Because it is so common and so potentially harmful to children in particular, you can imagine any genetic variations arising over time that give an advantage to the Th2 arm of the immune system (or its downstream targets) that is largely responsible for fighting off Ascaris and other helminth infections would be strongly selected for in our evolutionary history.

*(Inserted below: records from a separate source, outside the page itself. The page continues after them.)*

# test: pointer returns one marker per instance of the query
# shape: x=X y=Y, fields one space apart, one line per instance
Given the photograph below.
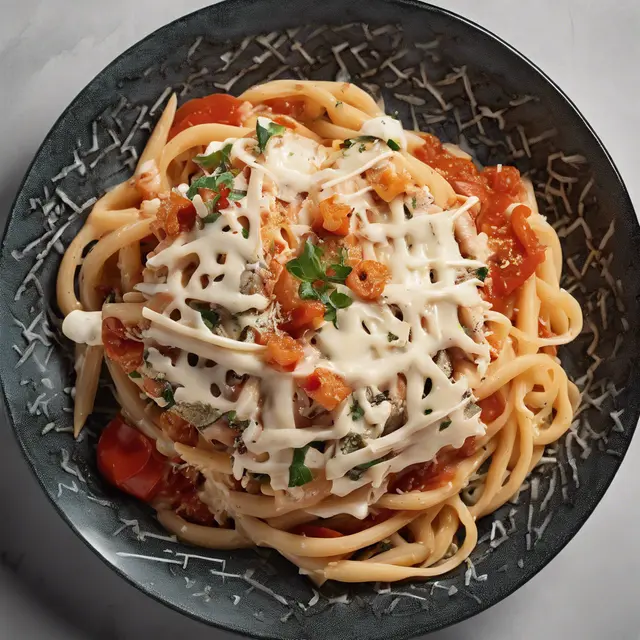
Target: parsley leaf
x=299 y=473
x=210 y=317
x=314 y=276
x=234 y=423
x=264 y=134
x=356 y=412
x=215 y=160
x=167 y=396
x=210 y=182
x=307 y=267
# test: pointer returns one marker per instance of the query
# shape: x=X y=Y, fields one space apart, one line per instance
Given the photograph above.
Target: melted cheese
x=385 y=350
x=83 y=327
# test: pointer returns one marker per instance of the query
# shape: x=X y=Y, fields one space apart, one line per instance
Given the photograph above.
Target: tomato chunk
x=492 y=407
x=333 y=216
x=300 y=314
x=315 y=531
x=326 y=388
x=388 y=182
x=368 y=279
x=175 y=215
x=126 y=352
x=129 y=460
x=178 y=429
x=282 y=351
x=218 y=107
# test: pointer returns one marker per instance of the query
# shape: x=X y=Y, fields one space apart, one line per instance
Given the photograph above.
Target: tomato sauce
x=217 y=108
x=516 y=249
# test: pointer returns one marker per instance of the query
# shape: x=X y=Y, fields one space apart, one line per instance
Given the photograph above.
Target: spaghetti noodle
x=328 y=335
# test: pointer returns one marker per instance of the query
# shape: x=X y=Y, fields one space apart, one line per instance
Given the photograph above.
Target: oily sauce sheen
x=516 y=249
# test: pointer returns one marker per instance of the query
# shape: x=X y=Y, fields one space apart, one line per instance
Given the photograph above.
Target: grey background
x=51 y=585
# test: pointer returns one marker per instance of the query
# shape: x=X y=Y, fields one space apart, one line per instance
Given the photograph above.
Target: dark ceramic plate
x=442 y=74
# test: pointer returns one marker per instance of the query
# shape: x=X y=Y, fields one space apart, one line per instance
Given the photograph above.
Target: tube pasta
x=382 y=533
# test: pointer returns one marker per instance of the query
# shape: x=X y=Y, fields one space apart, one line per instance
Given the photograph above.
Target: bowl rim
x=471 y=611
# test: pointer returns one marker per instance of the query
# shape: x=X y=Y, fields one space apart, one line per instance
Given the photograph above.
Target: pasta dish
x=327 y=335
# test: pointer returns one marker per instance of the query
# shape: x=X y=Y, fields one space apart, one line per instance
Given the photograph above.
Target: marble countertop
x=51 y=585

Why am I so interested in worm infections? Well, I have to admit it’s partly personal. I have a long history of asthma, chronic allergies, ear infections, and sinusitis/rhinitis. So back in November I paid for genotyping through 23andme.com. What I found was extremely interesting to me: It turns out I have both a homozygous variant in my Interleukin-13 (IL13) gene and a heterozygous variant at another point in the same gene, both of which dramatically increase the enzyme’s activity. What that does in effect is ramp up players downstream of the Th2 branch in my body. In essence, my IL13 gene is telling my body I’m besieged by worms! Great if I were a child in sub-Saharan Africa, right? But bad if I’m a woman living in the burbs of America.
Myself aside, I also got to thinking about conditions like autism. Research-wise, immune dysregulation is a huge topic. According to Judy van de Water of the MIND Institute, perhaps up to 60% of children with autism display evidence of immune dysregulation, with roughly equal numbers of kids exhibiting Th1 and Th2 upregulation.
So a couple important question to address in future are: Are these kids inheriting common gene variants, similar to the IL13 variants I myself inherited, that are predisposing them towards immune dysregulation and subsequently increasing autism risk? In addition, what evolutionary factors such as parasites may have strongly selected for the spread of these variants in the human species?